La rousse ne répondit rien, car elle savait que c’était vrai, et la brune ne pipa mot, gênée, Potiron sur ses jambes. Un nouveau silence, pesant cette fois, s’installa ; pendant lequel chacun essaya de trouver un sujet de conversation.
.
— Tu connais le Quidditch ? demanda Rose à leur nouvelle amie.
— Non, avoua cette dernière. Qu'est-ce que c'est ?
— Le jeu le plus fantastique du monde, répondit Albus. Tu y joues sur des balais volants !

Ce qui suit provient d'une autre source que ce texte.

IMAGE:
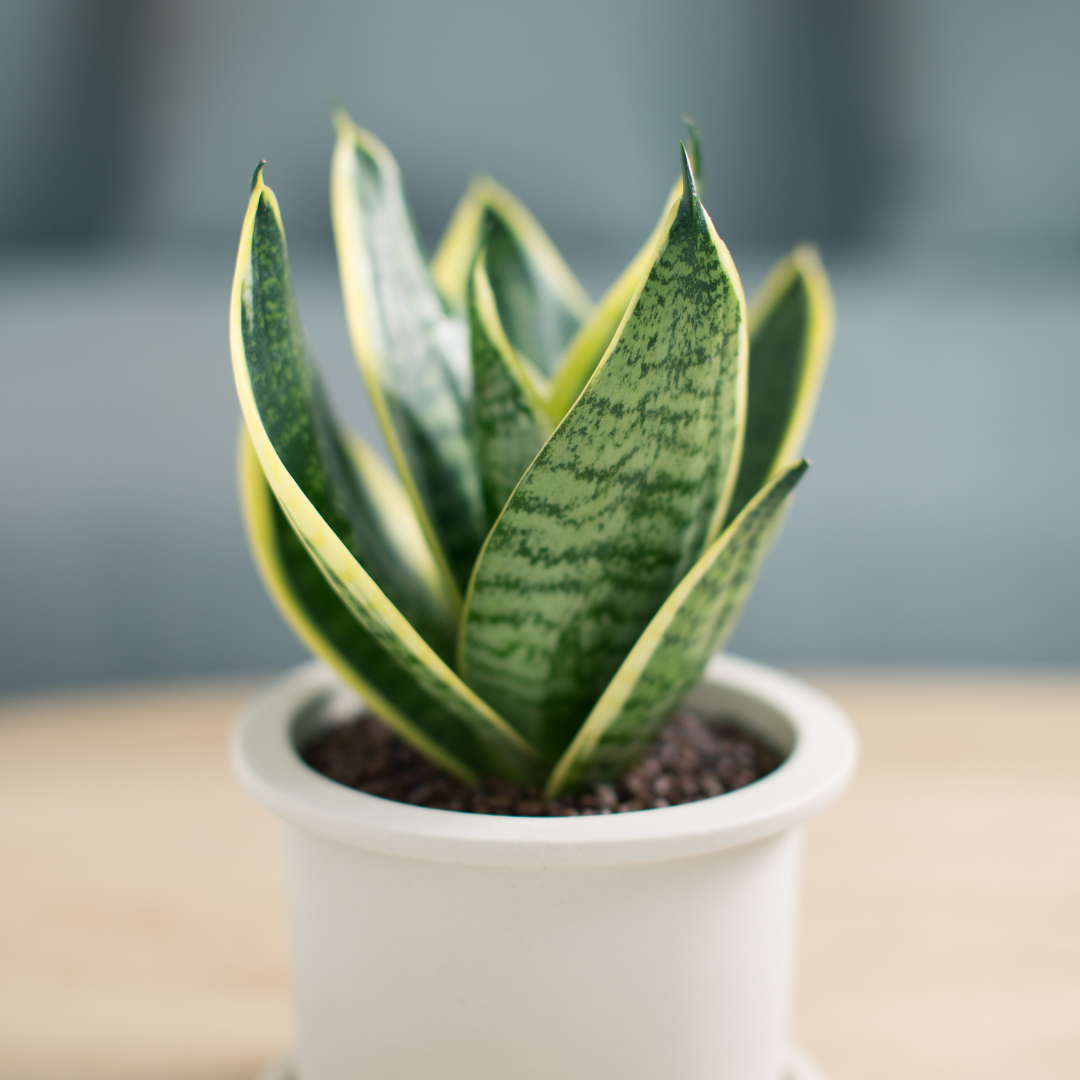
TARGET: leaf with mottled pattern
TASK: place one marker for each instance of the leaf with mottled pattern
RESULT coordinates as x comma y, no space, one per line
541,304
588,346
671,653
509,424
619,503
791,333
414,355
304,461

— Ce n'est pas dangereux ?
— Penses-tu ! Si tu sais voler, tu sais voler !
— Vous y jouez, vous ?
— A la maison oui, dit Rose. On n'a pas encore de balais à nous, les première année n'ont pas le droit. Car à Poudlard, on y joue aussi ! Il y a plusieurs équipes qui s'affrontent chaque année. J'espère bien qu'on pourra en faire partie.
— Et si vous m'expliquiez les règles ? lança la Noire.
Les yeux de ses amis se mirent à briller en même temps et Albus démarra son discours.
— Alors, comme je te l'ai dit, on y joue sur des balais. Trois joueurs doivent se passer un souaffle, qui n'est pas enchanté, comme par exemple le vif d'Or. Celui-là, c'est un joueur qui doit l'attraper. Et il faut faire attention aux cognards, que deux adversaires t'envoient. Ah oui, au fait, il y a sept joueurs dans une équipe. Et donc, le souaffle alors, doit passer dans des buts, tandis que le vif, non attends, le gardien et ses buts...
Melody, qui sentait venir le mal de tête, se demanda alors si cela avait été une bonne idée de lui proposer ça.